W którymś momencie dostrzegliśmy czerwony rozklekotany samochód terenowy. Mijał
nas wiele razy. Z góry zawsze jechał pusty, pod górę wywoził paralotniarzy. Gdzieś
po drodze odbijał w bok, widocznie dalej szlak był zbyt stromy. Tylko raz jakiś
nieszczęśnik z ogromnym pakunkiem na plecach pędził pod górę znacząc kamienie kroplami
potu. Może się nie dogadali.
Przy słupach energetycznych widać już maszt
na szczycie. Niby jest tuż tuż, niedaleko. Tak naprawdę mamy za sobą niewiele
ponad połowę drogi, licząc od zapory. Ławeczki pod słupem zapraszały, było
jednak za gorąco na postój w pełnym słońcu. Mimo wszystko warto tu posiedzieć
chwilę, choć to brzęczenie drutów może trochę przerażać. Dalej było jeszcze
bardziej stromo niż dotychczas. Co chwila słyszeliśmy jakieś głosy, początkowo
nie wiedzieliśmy skąd dochodzą. A to paralotniarze urządzali sobie pogaduchy nad
naszymi głowami. Niestety, zasłaniały ich korony drzew.
Wreszcie wyszliśmy z
lasu, zostało podejść do toru saneczkowego. Na szczycie chwilę podziwialiśmy panoramę,
zrobiliśmy parę zdjęć i ruszyliśmy dalej. Naszym celem była Kiczera, położona za zbiornikiem wodnym.
Czerwony szlak ze
szczytu prowadzi kawałek asfaltową drogą, dalej wiedzie ścieżką wzdłuż
ogrodzenia zbiornika. Idąc podziwialiśmy nadludzką siłę rowerzystów
podjeżdżających pod górę. Przy kapliczce
zwątpiliśmy. Sądziliśmy, że jesteśmy na miejscu, ale nic nie było
widać, wszędzie rosły drzewa. A zależało nam na zrobieniu zdjęcia zbiornika. Zastanawialiśmy
się czy jednak nie popełniliśmy pomyłki. Rzeczywiście tak się stało. Powód był
prozaiczny – nie spojrzeliśmy ponownie na mapę. Wszystko się wyjaśniło i poszliśmy
dalej.
Kiczera (827
m n.p.m.) jest nieco wyższa od Żaru. To może 50 minut dodatkowego marszu, z
łagodnym podejściem na koniec. Już z daleka widać ludzi na maleńkiej, złotej polance.

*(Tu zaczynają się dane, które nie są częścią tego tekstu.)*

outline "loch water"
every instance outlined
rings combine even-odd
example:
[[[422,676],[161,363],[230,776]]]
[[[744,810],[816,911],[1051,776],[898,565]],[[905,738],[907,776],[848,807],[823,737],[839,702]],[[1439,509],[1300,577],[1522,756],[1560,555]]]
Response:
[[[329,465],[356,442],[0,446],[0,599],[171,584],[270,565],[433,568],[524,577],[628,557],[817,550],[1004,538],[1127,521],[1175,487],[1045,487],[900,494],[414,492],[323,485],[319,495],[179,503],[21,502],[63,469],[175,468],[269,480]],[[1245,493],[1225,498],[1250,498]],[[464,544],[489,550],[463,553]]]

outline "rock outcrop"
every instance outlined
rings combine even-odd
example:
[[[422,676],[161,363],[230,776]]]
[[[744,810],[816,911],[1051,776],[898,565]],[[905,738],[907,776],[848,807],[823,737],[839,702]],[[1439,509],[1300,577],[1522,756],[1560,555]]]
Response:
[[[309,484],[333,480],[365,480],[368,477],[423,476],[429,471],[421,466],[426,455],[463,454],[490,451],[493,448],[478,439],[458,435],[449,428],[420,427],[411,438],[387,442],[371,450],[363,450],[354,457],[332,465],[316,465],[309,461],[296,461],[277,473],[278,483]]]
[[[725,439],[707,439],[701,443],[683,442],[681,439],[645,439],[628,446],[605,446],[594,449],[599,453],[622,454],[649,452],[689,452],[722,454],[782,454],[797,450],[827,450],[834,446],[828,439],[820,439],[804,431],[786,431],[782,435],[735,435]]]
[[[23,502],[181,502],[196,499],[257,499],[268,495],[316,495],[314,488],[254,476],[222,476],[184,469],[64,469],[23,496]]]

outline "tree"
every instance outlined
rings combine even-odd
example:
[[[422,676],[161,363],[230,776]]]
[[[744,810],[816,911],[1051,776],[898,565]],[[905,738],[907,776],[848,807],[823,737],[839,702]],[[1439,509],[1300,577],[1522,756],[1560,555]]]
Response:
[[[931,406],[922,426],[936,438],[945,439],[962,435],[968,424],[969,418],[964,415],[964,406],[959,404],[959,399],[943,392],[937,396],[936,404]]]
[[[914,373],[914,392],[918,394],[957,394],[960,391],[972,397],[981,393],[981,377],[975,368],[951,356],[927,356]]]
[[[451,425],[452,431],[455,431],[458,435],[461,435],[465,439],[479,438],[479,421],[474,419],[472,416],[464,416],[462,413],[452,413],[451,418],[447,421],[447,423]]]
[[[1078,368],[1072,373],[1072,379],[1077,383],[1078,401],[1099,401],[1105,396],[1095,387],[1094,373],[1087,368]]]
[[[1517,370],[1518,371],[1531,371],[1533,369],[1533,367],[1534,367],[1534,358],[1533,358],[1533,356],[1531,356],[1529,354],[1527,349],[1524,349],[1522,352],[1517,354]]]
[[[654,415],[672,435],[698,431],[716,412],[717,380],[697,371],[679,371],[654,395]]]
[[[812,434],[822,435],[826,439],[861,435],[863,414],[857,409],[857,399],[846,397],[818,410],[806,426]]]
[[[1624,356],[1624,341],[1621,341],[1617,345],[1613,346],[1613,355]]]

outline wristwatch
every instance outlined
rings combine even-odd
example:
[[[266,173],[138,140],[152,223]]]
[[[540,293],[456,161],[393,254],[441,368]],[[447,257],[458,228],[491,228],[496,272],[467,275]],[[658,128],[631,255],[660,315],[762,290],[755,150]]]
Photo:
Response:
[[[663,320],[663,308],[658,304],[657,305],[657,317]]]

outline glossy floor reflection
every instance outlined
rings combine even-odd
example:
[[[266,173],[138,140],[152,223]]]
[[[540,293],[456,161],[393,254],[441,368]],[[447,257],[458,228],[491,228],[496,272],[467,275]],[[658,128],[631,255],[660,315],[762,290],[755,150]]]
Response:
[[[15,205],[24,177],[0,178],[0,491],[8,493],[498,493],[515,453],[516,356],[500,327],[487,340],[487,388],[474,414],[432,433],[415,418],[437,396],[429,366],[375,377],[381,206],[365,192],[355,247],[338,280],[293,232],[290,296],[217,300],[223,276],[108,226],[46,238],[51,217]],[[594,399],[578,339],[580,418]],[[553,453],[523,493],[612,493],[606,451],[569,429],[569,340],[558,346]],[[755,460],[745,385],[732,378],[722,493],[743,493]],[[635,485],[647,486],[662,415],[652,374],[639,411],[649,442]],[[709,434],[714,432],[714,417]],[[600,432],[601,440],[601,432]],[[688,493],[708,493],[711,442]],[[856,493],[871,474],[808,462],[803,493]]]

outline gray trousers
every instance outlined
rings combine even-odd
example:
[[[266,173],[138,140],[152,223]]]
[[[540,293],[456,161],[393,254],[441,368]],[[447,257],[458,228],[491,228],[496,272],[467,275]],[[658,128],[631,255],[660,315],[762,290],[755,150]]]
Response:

Zachwyciło nas to, co ujrzeliśmy, gdy i my tam dotarliśmy. Dopiero z tej
perspektywy zbiornik ukazuje rzeczywiste rozmiary, widać skalę ingerencji w otoczenie,
ogrom ludzkiej myśli technicznej i możliwości wykonawczych. Wszystko robi
wrażenie.
Elektrownia
Porąbka-Żar powstała pod koniec lat siedemdziesiątych XX wieku.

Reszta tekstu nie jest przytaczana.